Stage 1: Content Optimization & Script Generation¶

Purpose: Transform raw text into an engaging podcast script.

Process:

Content is first optimized using NLP techniques for clarity and engagement
Text is split into chunks based on token limits
GPT generates a conversational podcast script for each chunk
Scripts are combined into a single coherent narrative

Output: podcast_script.txt

Technologies: OpenAI GPT models

Stage 2: Audio Generation¶

Purpose: Convert the podcast script into natural-sounding speech.

Process:

Script is split into sentences
Sentences are grouped into chunks (max 150 characters)
BARK model generates audio for each chunk
FFmpeg concatenates chunks into a single audio file

Output: audio.mp3

Technologies: Replicate BARK model, FFmpeg

Stage 3: Transcript Generation¶

Purpose: Create a timestamped transcript from the audio.

Process:

Audio is converted to WAV format (16kHz)
WAV file is uploaded to cloud storage
Distil-Whisper transcribes with timestamps
Transcript is saved with chunk-level timestamps

Output: transcript.json

Technologies: Replicate Distil-Whisper, FFmpeg, Cloudflare R2

Stage 4: Image Prompt Generation¶

Purpose: Generate visual descriptions for each segment.

Process:

Transcript chunks are aggregated into ~30-second segments
GPT analyzes each segment's content
Vivid image prompts are generated for each segment
Prompts are saved with timestamps

Output: image_prompts.json

Technologies: OpenAI GPT models

Stage 5: Image Generation¶

Purpose: Create visual images from the prompts.

Process:

Each prompt is sent to the FLUX model
Images are generated in 16:9 aspect ratio
Images are saved in WebP format

Output: images/image_0.webp, images/image_1.webp, etc.

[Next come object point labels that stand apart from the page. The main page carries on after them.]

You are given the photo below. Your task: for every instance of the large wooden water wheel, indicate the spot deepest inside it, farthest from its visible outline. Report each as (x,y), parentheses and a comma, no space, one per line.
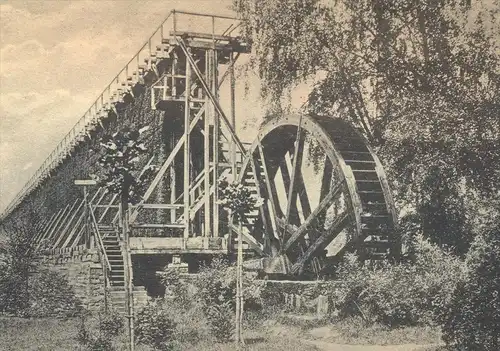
(324,191)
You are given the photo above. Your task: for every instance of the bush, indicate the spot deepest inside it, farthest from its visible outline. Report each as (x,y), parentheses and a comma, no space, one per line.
(402,294)
(154,326)
(102,338)
(110,324)
(50,295)
(473,319)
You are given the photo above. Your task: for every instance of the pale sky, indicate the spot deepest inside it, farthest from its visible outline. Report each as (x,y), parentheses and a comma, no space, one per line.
(56,57)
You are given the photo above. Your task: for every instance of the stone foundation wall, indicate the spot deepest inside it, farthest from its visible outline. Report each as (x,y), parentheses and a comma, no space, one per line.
(85,275)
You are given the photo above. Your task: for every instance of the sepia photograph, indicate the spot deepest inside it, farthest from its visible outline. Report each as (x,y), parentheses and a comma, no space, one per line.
(268,175)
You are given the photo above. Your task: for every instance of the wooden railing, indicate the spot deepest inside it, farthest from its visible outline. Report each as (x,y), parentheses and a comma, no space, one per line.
(100,245)
(123,82)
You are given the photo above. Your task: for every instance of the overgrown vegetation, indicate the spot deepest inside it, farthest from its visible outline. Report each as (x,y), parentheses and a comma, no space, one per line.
(26,289)
(421,80)
(98,333)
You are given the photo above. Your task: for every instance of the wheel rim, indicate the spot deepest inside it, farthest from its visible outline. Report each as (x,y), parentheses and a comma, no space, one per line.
(332,197)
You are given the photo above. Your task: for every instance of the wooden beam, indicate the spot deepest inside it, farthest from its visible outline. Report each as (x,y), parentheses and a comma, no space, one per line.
(198,44)
(56,224)
(264,208)
(206,160)
(216,113)
(68,223)
(73,230)
(250,240)
(187,34)
(44,235)
(156,225)
(296,164)
(165,166)
(323,205)
(212,96)
(337,226)
(45,227)
(80,219)
(271,193)
(79,236)
(161,206)
(187,150)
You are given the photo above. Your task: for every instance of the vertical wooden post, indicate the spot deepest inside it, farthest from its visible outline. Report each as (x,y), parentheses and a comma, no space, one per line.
(239,286)
(206,155)
(87,217)
(129,299)
(213,86)
(187,145)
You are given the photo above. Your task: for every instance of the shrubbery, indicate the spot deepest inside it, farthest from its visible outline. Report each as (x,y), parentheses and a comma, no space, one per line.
(42,294)
(473,319)
(101,332)
(155,326)
(410,293)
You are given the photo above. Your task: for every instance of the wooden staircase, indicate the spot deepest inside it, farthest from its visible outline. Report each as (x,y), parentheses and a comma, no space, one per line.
(117,275)
(377,242)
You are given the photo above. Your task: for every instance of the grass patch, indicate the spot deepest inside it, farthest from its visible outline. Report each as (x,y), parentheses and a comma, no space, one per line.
(49,334)
(355,331)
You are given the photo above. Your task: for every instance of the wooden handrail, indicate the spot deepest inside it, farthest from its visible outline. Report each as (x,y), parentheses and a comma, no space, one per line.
(99,241)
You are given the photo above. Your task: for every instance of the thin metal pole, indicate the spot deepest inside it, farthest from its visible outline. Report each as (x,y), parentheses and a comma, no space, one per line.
(233,115)
(239,285)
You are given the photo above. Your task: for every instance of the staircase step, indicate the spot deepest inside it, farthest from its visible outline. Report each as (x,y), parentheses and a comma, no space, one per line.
(365,174)
(357,164)
(369,185)
(357,155)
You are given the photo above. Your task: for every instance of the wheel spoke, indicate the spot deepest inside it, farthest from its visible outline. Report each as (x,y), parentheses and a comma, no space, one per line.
(329,198)
(321,241)
(271,193)
(296,163)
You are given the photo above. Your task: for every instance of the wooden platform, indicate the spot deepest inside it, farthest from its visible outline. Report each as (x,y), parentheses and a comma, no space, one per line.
(178,245)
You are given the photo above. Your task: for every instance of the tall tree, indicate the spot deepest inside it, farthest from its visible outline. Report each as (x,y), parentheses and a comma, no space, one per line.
(421,80)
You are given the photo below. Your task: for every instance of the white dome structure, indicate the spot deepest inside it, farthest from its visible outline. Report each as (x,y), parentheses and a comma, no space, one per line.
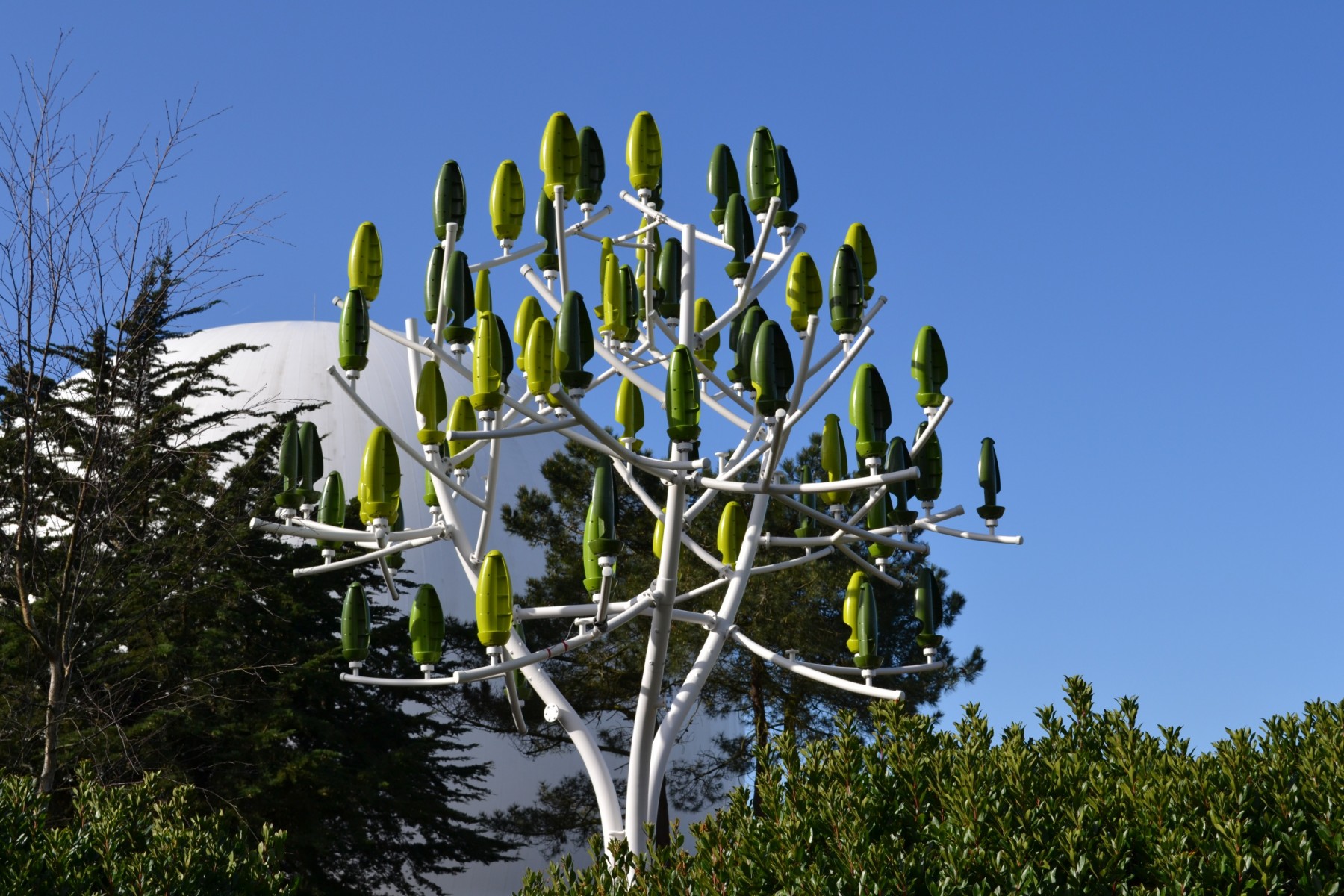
(290,367)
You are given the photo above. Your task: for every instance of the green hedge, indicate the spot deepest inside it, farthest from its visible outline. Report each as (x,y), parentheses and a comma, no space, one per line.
(1093,806)
(136,839)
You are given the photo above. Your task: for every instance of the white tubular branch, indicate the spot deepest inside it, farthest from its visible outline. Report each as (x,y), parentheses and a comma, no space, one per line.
(402,444)
(929,430)
(972,536)
(808,672)
(835,349)
(364,558)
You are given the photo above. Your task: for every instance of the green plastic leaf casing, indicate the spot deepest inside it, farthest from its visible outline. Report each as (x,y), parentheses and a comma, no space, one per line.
(833,460)
(331,508)
(433,284)
(290,496)
(633,304)
(494,602)
(859,240)
(547,258)
(629,413)
(461,299)
(355,623)
(309,461)
(870,413)
(354,332)
(430,403)
(989,480)
(508,202)
(644,152)
(529,311)
(929,367)
(880,517)
(430,494)
(645,261)
(683,396)
(808,528)
(738,233)
(616,311)
(804,293)
(722,181)
(732,526)
(703,317)
(866,630)
(746,332)
(600,538)
(541,358)
(670,279)
(927,609)
(559,156)
(461,420)
(366,261)
(426,626)
(897,460)
(449,200)
(591,168)
(658,535)
(762,171)
(788,188)
(853,595)
(772,368)
(573,343)
(929,485)
(846,292)
(379,477)
(483,300)
(487,352)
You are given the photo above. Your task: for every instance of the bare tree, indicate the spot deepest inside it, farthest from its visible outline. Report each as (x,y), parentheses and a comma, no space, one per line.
(90,267)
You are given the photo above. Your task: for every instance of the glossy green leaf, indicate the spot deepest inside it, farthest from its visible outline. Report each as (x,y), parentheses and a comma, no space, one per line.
(449,200)
(366,261)
(508,202)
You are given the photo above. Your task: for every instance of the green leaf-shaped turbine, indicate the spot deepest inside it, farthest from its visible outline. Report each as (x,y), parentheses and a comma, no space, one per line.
(379,477)
(846,292)
(508,202)
(366,261)
(772,368)
(989,480)
(559,156)
(629,411)
(354,332)
(426,626)
(644,153)
(683,396)
(804,293)
(929,367)
(355,623)
(833,460)
(449,200)
(591,168)
(494,602)
(722,181)
(870,413)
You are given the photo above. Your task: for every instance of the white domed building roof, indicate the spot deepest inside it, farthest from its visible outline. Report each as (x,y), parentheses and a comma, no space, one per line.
(292,367)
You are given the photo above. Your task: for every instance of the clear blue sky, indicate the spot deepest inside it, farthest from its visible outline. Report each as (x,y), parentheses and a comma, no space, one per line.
(1125,220)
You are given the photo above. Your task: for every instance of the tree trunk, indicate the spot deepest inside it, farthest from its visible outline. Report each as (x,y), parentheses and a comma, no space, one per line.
(55,709)
(762,729)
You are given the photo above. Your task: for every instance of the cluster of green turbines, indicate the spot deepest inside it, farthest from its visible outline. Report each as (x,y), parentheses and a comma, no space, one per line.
(655,299)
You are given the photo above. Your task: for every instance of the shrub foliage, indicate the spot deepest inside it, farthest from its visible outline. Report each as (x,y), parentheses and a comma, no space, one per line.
(1095,805)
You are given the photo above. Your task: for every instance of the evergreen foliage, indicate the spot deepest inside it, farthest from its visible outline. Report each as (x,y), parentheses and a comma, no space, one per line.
(1095,805)
(132,839)
(797,608)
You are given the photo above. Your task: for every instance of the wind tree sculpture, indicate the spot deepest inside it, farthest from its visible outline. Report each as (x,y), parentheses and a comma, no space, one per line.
(651,319)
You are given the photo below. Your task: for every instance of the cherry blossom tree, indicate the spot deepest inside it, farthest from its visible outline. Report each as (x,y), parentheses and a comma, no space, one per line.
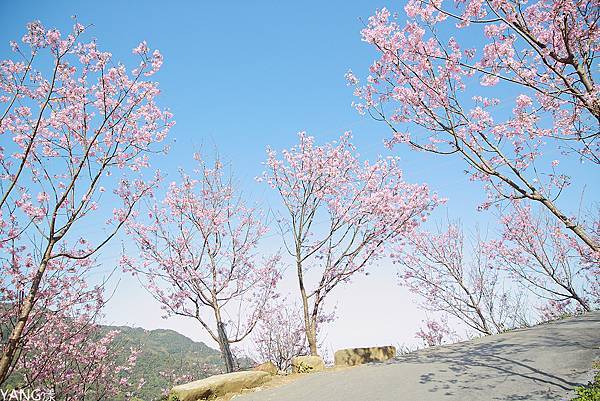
(281,336)
(70,118)
(74,360)
(198,254)
(445,82)
(469,288)
(436,332)
(340,214)
(538,254)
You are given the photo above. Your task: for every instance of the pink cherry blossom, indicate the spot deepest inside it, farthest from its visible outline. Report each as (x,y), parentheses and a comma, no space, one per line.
(340,214)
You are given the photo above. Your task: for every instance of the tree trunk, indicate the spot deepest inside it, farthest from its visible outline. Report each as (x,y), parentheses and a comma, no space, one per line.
(309,327)
(225,348)
(311,336)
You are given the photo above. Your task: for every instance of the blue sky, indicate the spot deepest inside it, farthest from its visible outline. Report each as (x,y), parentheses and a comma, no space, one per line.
(244,75)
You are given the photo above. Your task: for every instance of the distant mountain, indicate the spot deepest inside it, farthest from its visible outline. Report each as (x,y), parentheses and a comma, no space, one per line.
(166,355)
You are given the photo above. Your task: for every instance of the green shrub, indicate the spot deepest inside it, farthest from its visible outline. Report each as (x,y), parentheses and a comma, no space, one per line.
(591,392)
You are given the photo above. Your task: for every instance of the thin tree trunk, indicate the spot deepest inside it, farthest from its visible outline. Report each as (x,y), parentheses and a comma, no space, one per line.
(225,348)
(309,328)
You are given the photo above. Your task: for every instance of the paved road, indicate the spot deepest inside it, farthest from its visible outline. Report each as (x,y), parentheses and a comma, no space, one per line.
(539,363)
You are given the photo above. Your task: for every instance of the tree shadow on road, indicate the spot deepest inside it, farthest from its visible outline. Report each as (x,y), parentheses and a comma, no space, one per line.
(508,361)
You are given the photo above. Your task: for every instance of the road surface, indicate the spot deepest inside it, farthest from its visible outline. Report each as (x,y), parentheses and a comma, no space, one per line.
(540,363)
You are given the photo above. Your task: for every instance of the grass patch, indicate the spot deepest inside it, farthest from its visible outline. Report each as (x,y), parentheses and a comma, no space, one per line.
(591,392)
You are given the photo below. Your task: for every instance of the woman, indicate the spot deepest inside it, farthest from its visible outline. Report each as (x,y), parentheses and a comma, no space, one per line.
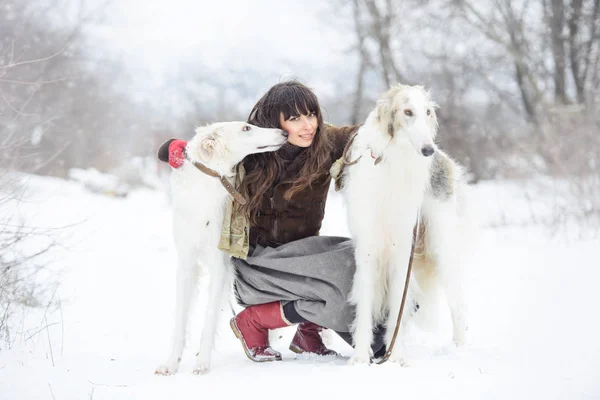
(291,275)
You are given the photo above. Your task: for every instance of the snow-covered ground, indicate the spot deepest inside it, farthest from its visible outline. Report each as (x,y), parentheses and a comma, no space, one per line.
(533,303)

Technologies: Replicate FLUX model

Stage 6: Video Creation¶

Purpose: Combine all elements into the final video.

Process:

WebP images are converted to PNG
Images are scaled to 1920x1080
Video is created with image timing based on prompts
Audio is combined with video
Optional keyword overlays are added

Output: output.mp4

Technologies: FFmpeg, Pillow

Resuming from a Stage¶

Each stage checks for existing outputs before processing:

# Stage 1 already complete? Skip to Stage 2
direktor input.txt --stage 2

This allows you to:

Review intermediate outputs
Manually edit scripts or prompts
Retry failed stages without reprocessing

Cost Considerations¶

Stage	API Calls	Relative Cost
1	GPT (text)	Low
2	Replicate (audio)	Medium
3	Replicate (transcription)	Low
4	GPT (text)	Low
5	Replicate (images)	High
6	None (local)	Free

Cost Optimization

Run stages 1-4 first to review prompts before generating images.